Manga Library Z
- Owners: J-Comic Terrace Corporation (Ken Akamatsu)
- Website: www.mangaz.com
- Registration: Free/subscription
- Launched: November 26, 2010 (beta), April 12, 2011
- Current status: Online

= J-Comi =

Japanese ebook website

Manga Library Z (マンガ図書館Z, Manga Toshokan Z), before 2018 known as J-Comi (Jコミ, J Komi), is a Japanese website that distributes out of print manga and doujinshi as DRM-free ebooks, with the permission of the authors and supported by advertising. J-Comi is limited to out of print titles so that quality of the work is assured and so that J-Comi does not compete with publishers. The site was the idea of famed manga artist Ken Akamatsu, officially established on January 25, 2008. But it was not launched until April 12, 2011, after it gained momentum in response to Tokyo Metropolitan Ordinance Regarding the Healthy Development of Youths' 2011 passing of Bill 156, which many manga creators opposed.

==Beta test==
The first beta test began on November 26, 2010, and included all 14 volumes of CEO Ken Akamatsu's Love Hina. Over the first two days of the beta, there were more than 1 million downloads. Publishers Kodansha and Shueisha are collaborating with J-Comi, and Shueisha provided some additional manga titles for a second beta test.

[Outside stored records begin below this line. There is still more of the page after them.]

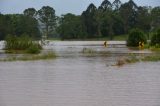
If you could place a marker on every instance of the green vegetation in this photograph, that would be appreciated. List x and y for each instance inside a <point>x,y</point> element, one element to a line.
<point>134,59</point>
<point>32,57</point>
<point>109,20</point>
<point>136,36</point>
<point>155,40</point>
<point>23,44</point>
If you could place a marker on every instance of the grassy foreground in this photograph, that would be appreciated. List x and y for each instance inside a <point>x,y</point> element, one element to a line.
<point>134,59</point>
<point>32,57</point>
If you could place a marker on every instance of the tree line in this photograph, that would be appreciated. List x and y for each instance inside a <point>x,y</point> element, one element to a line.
<point>107,20</point>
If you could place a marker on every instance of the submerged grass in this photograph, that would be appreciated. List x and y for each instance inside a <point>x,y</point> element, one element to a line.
<point>49,55</point>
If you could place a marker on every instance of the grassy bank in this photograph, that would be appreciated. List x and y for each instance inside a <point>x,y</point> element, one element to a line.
<point>31,57</point>
<point>134,59</point>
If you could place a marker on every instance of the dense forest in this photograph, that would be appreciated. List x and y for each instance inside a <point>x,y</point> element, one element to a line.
<point>108,20</point>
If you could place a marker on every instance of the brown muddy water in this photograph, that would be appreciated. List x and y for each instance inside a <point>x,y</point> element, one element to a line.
<point>78,78</point>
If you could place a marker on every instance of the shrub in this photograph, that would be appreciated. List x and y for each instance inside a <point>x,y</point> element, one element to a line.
<point>33,49</point>
<point>136,36</point>
<point>24,43</point>
<point>155,40</point>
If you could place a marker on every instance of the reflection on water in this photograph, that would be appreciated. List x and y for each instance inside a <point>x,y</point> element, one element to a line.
<point>76,79</point>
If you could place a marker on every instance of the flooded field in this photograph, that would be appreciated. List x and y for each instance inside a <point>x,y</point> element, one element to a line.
<point>81,75</point>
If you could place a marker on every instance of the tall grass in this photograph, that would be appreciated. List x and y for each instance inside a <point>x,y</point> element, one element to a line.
<point>24,43</point>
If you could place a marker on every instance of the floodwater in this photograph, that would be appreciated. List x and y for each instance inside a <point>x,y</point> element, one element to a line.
<point>78,78</point>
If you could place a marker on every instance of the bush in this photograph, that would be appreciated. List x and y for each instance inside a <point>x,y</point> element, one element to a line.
<point>33,49</point>
<point>21,44</point>
<point>155,40</point>
<point>136,36</point>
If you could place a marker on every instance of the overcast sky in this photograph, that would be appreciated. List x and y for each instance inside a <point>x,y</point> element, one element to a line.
<point>61,6</point>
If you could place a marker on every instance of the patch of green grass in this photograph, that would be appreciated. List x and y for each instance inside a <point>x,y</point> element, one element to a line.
<point>151,58</point>
<point>49,55</point>
<point>120,38</point>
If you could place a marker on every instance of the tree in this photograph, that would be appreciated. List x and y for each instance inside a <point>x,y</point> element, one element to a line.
<point>155,14</point>
<point>143,19</point>
<point>105,5</point>
<point>71,27</point>
<point>128,12</point>
<point>116,5</point>
<point>90,21</point>
<point>47,17</point>
<point>31,12</point>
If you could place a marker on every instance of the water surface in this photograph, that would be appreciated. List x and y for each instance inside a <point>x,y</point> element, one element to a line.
<point>79,79</point>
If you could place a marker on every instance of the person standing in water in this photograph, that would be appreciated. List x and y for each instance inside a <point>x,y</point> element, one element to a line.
<point>105,44</point>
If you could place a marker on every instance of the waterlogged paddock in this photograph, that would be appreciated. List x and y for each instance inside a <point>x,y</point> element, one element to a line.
<point>81,75</point>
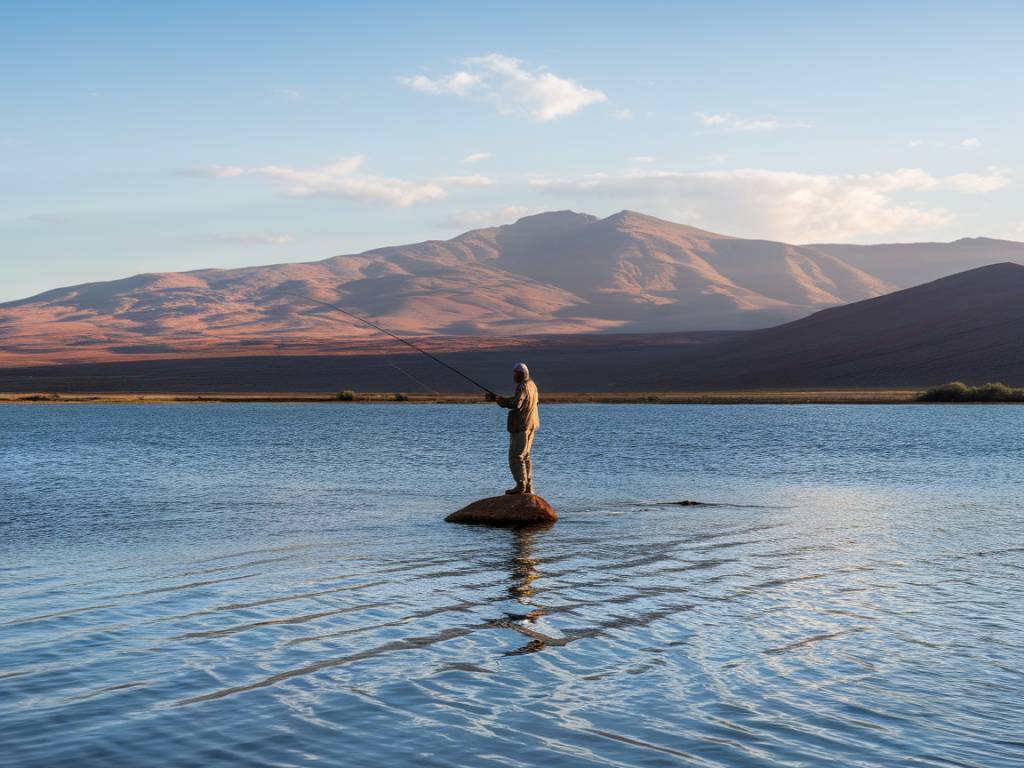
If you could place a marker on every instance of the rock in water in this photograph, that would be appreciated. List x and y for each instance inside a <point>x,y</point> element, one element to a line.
<point>514,510</point>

One of the titles in the beta test, Mayu Shinjo's "After School Wedding", earned 525,000 yen over a month.

==Amnesty program==
J-Comi created an amnesty program for unauthorised scans of out of print manga, the "Illegal Out-of-Print Manga File Purification Project," whereby users of J-Comi would upload them anonymously to J-Comi, J-Comi would seek permission from the author to publish them, add advertising to the manga and publish them, giving the author the revenues.

==Other developments==
Currently in Japanese only, J-Comi worked with Google on a comic viewer which could be expanded to American consumers.

Readers can add commentary or translations to J-Comi titles. As of September 2011, J-Comi hosted 103 works. In October 2011, J-Comi added a pay service for erotic manga, including a title which was banned under the revised Tokyo Metropolitan Ordinance Regarding the Healthy Development of Youths.